Opinion: The Stonewall Riots Blockade from School History


Matt Bice, Writer

Summer of 1969, police raid the Stonewall Inn, a New York City bar that was frequented by members of the gay, lesbian and transgender communities. Three days later, eight police officers enter the bar undercover and arrested many people, singling out the employees, drag queens, and anyone dressed as the opposite sex.

This is an inspirational story about a marginalized group being abused by police and the justice system, yet the Olathe Public Schools curriculum includes no mention of the Stonewall riots or their effects on society. LGBT people are underrepresented in our history classes to the point where the marking of the fight for equality is never taught and often unheard of as a whole.

At the time, Stonewall was run by the mafia solely because they could pay off corrupt police in order to allow people to be open about who they are without fear of persecution. In 1969, it was illegal to be homosexual in 49 states, and in New York City it was illegal to have your face painted, discolored, covered, or concealed, or [be] otherwise disguised…[while] in a road or public highway.” This law was originally created in the 19th century, however, it was later used to target people who cross-dressed as the public viewed them as “sick.” 

After the police roughed up a woman dressed as a man, the scene turned into a riot. People fought back against the injustice they were facing, resisting arrest, throwing bricks at policemen and cars, causing a scene to finally be seen. The policemen barricaded themselves inside of the inn until the riot police were able to shut down the riot around 4 a.m.

The Inn reopened the next night to a large crowd of LGBT community members, but the police were intent on shutting this down. They gassed the crowd and beat some of them up as well.
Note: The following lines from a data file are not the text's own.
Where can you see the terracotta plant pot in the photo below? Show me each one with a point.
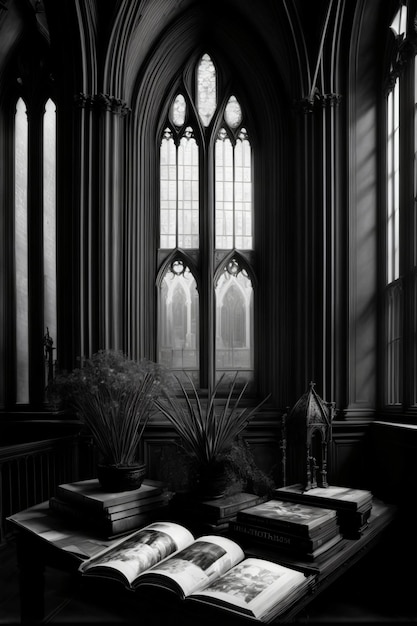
(213, 480)
(121, 478)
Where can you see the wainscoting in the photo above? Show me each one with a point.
(30, 472)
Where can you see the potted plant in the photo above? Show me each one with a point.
(114, 397)
(208, 428)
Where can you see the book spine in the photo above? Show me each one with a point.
(272, 537)
(327, 503)
(141, 508)
(76, 514)
(217, 512)
(273, 524)
(97, 505)
(135, 521)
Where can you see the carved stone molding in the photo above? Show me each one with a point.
(102, 102)
(318, 101)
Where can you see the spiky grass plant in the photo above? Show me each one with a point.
(114, 396)
(208, 429)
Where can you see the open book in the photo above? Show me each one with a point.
(211, 569)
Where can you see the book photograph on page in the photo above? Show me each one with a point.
(255, 587)
(195, 566)
(135, 554)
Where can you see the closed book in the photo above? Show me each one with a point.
(102, 526)
(279, 540)
(147, 504)
(332, 497)
(298, 519)
(92, 496)
(216, 509)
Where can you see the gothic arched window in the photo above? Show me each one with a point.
(206, 295)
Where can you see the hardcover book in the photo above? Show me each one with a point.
(217, 509)
(298, 519)
(332, 497)
(105, 526)
(91, 495)
(280, 540)
(210, 570)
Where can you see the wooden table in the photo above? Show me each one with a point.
(43, 539)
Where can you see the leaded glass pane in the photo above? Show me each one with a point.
(178, 110)
(49, 213)
(243, 193)
(168, 191)
(21, 253)
(233, 187)
(188, 196)
(206, 89)
(234, 320)
(224, 191)
(393, 185)
(233, 112)
(179, 319)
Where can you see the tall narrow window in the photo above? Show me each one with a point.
(393, 178)
(21, 253)
(206, 229)
(393, 295)
(49, 210)
(178, 320)
(234, 321)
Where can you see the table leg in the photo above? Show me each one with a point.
(31, 581)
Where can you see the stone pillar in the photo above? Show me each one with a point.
(99, 219)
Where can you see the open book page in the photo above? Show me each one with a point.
(253, 587)
(207, 558)
(139, 551)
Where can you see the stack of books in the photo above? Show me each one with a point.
(111, 514)
(302, 531)
(211, 516)
(353, 506)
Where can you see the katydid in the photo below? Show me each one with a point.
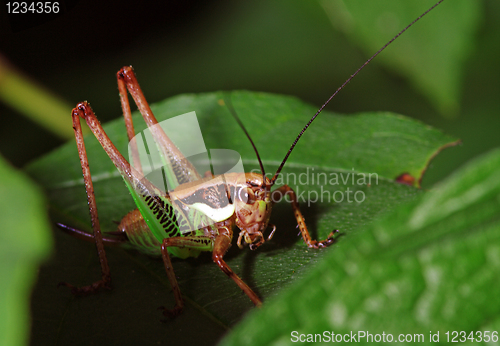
(199, 214)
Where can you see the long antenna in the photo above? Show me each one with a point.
(227, 101)
(342, 87)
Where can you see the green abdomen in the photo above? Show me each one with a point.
(143, 240)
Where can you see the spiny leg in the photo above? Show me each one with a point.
(315, 244)
(202, 243)
(126, 78)
(222, 244)
(89, 187)
(127, 115)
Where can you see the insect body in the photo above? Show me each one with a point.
(199, 214)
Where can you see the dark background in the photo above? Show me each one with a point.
(287, 47)
(199, 46)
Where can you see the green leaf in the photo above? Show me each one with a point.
(430, 57)
(430, 265)
(24, 242)
(377, 146)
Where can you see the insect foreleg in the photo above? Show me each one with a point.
(106, 276)
(222, 244)
(315, 244)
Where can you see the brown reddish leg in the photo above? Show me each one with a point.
(106, 276)
(220, 246)
(315, 244)
(128, 81)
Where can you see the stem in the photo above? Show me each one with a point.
(35, 102)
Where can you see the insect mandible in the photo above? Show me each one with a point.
(200, 213)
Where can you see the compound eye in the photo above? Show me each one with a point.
(246, 195)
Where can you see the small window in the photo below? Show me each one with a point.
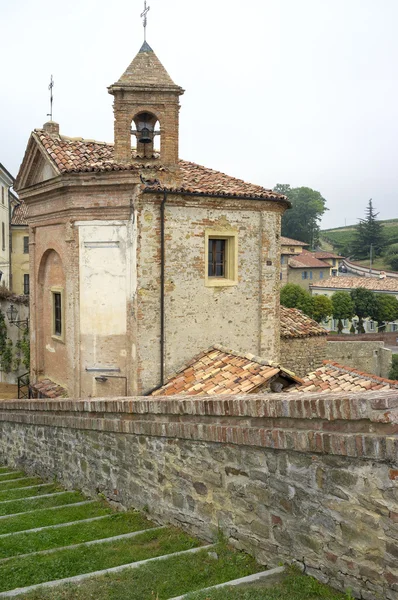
(57, 314)
(26, 284)
(221, 256)
(217, 258)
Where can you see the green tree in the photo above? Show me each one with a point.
(294, 296)
(301, 222)
(369, 234)
(385, 310)
(323, 308)
(343, 308)
(393, 374)
(365, 305)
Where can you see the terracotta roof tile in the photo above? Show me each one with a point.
(76, 155)
(48, 389)
(200, 377)
(295, 324)
(290, 242)
(339, 378)
(306, 259)
(19, 214)
(387, 284)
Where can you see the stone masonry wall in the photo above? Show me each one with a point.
(312, 480)
(303, 355)
(370, 357)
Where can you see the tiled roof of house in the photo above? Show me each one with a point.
(307, 259)
(323, 254)
(48, 389)
(71, 155)
(19, 214)
(333, 377)
(387, 284)
(223, 371)
(290, 242)
(295, 324)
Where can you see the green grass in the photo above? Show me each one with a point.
(159, 580)
(16, 494)
(294, 587)
(21, 572)
(45, 518)
(115, 524)
(7, 476)
(19, 506)
(10, 485)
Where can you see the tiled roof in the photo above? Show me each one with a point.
(49, 389)
(333, 377)
(295, 324)
(388, 284)
(323, 254)
(223, 371)
(71, 155)
(19, 214)
(306, 259)
(290, 242)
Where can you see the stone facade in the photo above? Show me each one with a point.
(313, 480)
(303, 355)
(123, 237)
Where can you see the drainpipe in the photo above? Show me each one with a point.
(162, 272)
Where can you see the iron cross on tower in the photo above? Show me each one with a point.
(50, 87)
(144, 17)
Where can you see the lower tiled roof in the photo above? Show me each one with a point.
(76, 155)
(295, 324)
(333, 377)
(223, 371)
(48, 389)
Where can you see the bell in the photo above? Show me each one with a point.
(145, 136)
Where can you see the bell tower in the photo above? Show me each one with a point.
(146, 109)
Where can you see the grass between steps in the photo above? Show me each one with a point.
(159, 580)
(20, 506)
(13, 484)
(115, 524)
(20, 572)
(36, 490)
(295, 586)
(53, 517)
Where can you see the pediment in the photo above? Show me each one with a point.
(36, 166)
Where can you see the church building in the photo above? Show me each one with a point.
(139, 259)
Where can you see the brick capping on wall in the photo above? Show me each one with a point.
(364, 426)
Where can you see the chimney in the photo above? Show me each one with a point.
(51, 127)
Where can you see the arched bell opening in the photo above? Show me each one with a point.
(145, 137)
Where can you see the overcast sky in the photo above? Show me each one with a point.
(277, 91)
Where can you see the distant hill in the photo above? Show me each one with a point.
(340, 239)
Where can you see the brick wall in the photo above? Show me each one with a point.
(303, 355)
(310, 479)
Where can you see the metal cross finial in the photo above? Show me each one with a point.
(50, 87)
(144, 17)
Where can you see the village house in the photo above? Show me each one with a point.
(138, 259)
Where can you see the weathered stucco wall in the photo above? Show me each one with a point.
(314, 480)
(370, 357)
(303, 355)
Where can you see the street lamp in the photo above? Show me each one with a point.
(12, 315)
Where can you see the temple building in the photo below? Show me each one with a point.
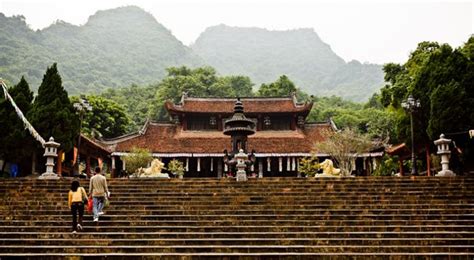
(194, 135)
This didn’t stop the community from fighting for their rights, they did not riot this not instead they started using stonewall as a center of the fight for equality.

Stonewall should become a staple in U.S. history courses to promote tolerance of the LGBT community as well as show the struggles and tribulations the community faced in this time that is often overlooked by many. 

Stonewall is not the only event important to the history of the LGBT community that should be covered. The first openly transgender woman in the US to undergo gender reassignment surgery, Christine Jorgenson, would be a perfect candidate to be added to history courses. Teaching students about her would bring forward a lot of interesting and beneficial topics outside of the transgender movement as well. She was one of the first gender reassignments, making this a true medical innovation. 

Many may say there is not time to include such topics into the curriculum as there is only so much time in a year, however, this is not a valid argument. We spend so much time beating a dead horse, such as WWI, which is very important, however, we learn about this in modern world history extensively as well as United States History. Thus, we could spend much less time on it and take at least one day to focus on the Stonewall Riots of 1969. 

The Stonewall Riots should be taught in order to promote the inclusiveness of LGBT individuals in schools and to teach about the struggles of the community and how they were overcome. There is no excuse to avoid the discussion of such a major event in our countries history.